To convince the manager that he has improved, we need to take a sample and test against the null hypothesis that states that the proportion of success of this player is not significantly higher than 0.250.

If we have a sample of size n=20 with sample proportion 0.333, at a significance level of 0.05, there is not enough evidence to support the claim that the proportion of success is greater than 0.250.

Explanation:

In this case, to demostrate that the baseball player has improved his probability of success over 0.250, we need to know the sample size of that winter (that gives p=0.333) and then perform a hypothesis test on the proportion of at-bats.

Lets assume the sample is n=20, and the sample proportion is p=0.333.

The claim is that the proportion of success is greater than 0.250.

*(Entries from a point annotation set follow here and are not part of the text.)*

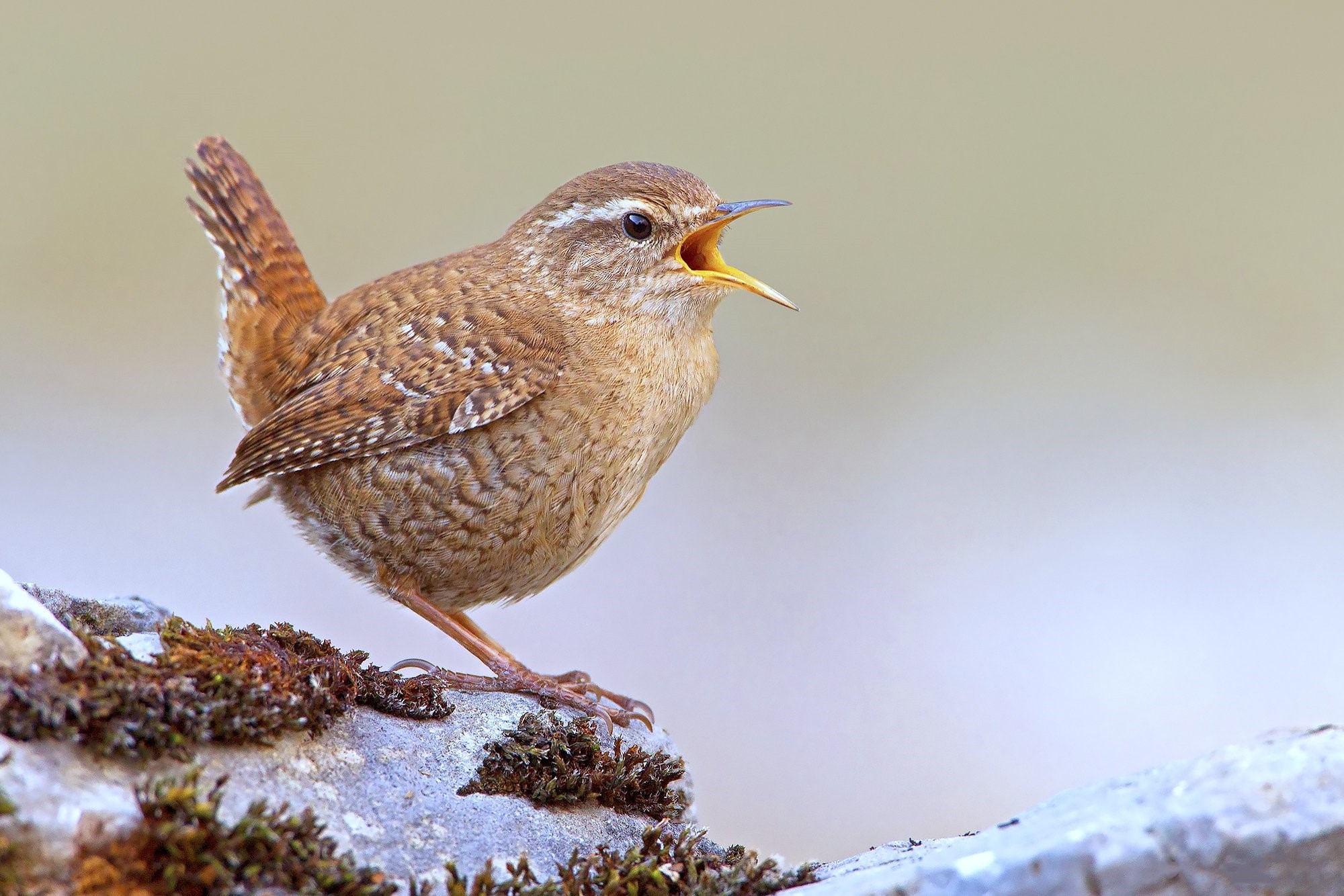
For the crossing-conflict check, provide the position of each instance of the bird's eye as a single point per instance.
(638, 226)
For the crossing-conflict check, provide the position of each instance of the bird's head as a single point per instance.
(636, 238)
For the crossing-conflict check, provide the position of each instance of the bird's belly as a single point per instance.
(479, 517)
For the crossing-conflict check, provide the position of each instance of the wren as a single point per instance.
(471, 429)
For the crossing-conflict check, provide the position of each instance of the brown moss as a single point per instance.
(554, 762)
(181, 847)
(224, 686)
(665, 864)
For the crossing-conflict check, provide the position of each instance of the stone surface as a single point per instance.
(104, 616)
(386, 788)
(143, 645)
(1263, 819)
(30, 636)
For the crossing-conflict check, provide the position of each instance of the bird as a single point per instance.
(471, 429)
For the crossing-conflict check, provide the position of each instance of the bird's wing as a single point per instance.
(396, 381)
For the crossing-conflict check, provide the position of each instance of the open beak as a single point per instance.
(700, 252)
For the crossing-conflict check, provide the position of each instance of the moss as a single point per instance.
(224, 686)
(181, 847)
(554, 762)
(665, 864)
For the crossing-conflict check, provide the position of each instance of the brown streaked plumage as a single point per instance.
(471, 429)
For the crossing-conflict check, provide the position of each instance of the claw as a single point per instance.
(413, 663)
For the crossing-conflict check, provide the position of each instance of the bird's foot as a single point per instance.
(575, 690)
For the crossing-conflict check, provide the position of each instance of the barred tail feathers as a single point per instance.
(268, 291)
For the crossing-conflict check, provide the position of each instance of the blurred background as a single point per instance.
(1045, 483)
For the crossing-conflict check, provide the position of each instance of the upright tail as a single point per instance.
(269, 292)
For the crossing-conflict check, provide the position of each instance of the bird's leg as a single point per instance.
(572, 690)
(572, 679)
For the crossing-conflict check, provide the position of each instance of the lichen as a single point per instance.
(665, 864)
(126, 616)
(554, 762)
(181, 847)
(224, 686)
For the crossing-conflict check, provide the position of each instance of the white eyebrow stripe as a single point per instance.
(610, 210)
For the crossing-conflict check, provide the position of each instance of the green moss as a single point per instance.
(181, 847)
(554, 762)
(224, 686)
(665, 864)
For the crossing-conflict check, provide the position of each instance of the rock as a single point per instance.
(30, 635)
(112, 617)
(1261, 819)
(385, 787)
(143, 645)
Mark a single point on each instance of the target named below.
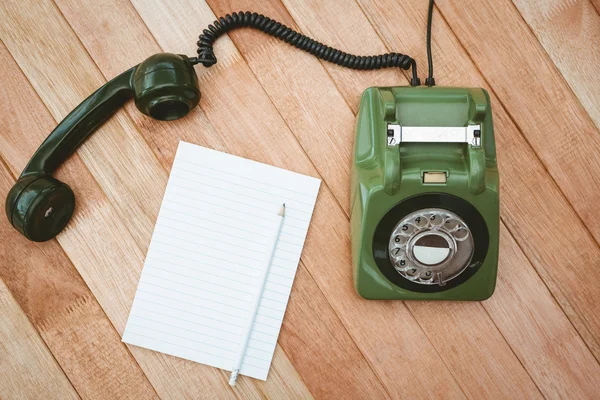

Then, the null and alternative hypothesis are:

`H_0: \pi=0.25\\\\H_a:\pi>0.25`

The significance level is 0.05.

The sample has a size n=20.

The sample proportion is p=0.333.

The standard error of the proportion is:

`\sigma_p=\sqrt{(\pi(1-\pi))/(n)}=\sqrt{(0.25*0.75)/(20)}\\\\\\ \sigma_p=√(0.009375)=0.097`

Then, we can calculate the z-statistic as:

`z=(p-\pi-0.5/n)/(\sigma_p)=(0.333-0.25-0.5/20)/(0.097)=(0.058)/(0.097)=0.599`

This test is a right-tailed test, so the P-value for this test is calculated as:

`\text{P-value}=P(z>0.599)=0.275`

As the P-value (0.275) is greater than the significance level (0.05), the effect is not significant.

The null hypothesis failed to be rejected.

At a significance level of 0.05, there is not enough evidence to support the claim that the proportion of success is greater than 0.250.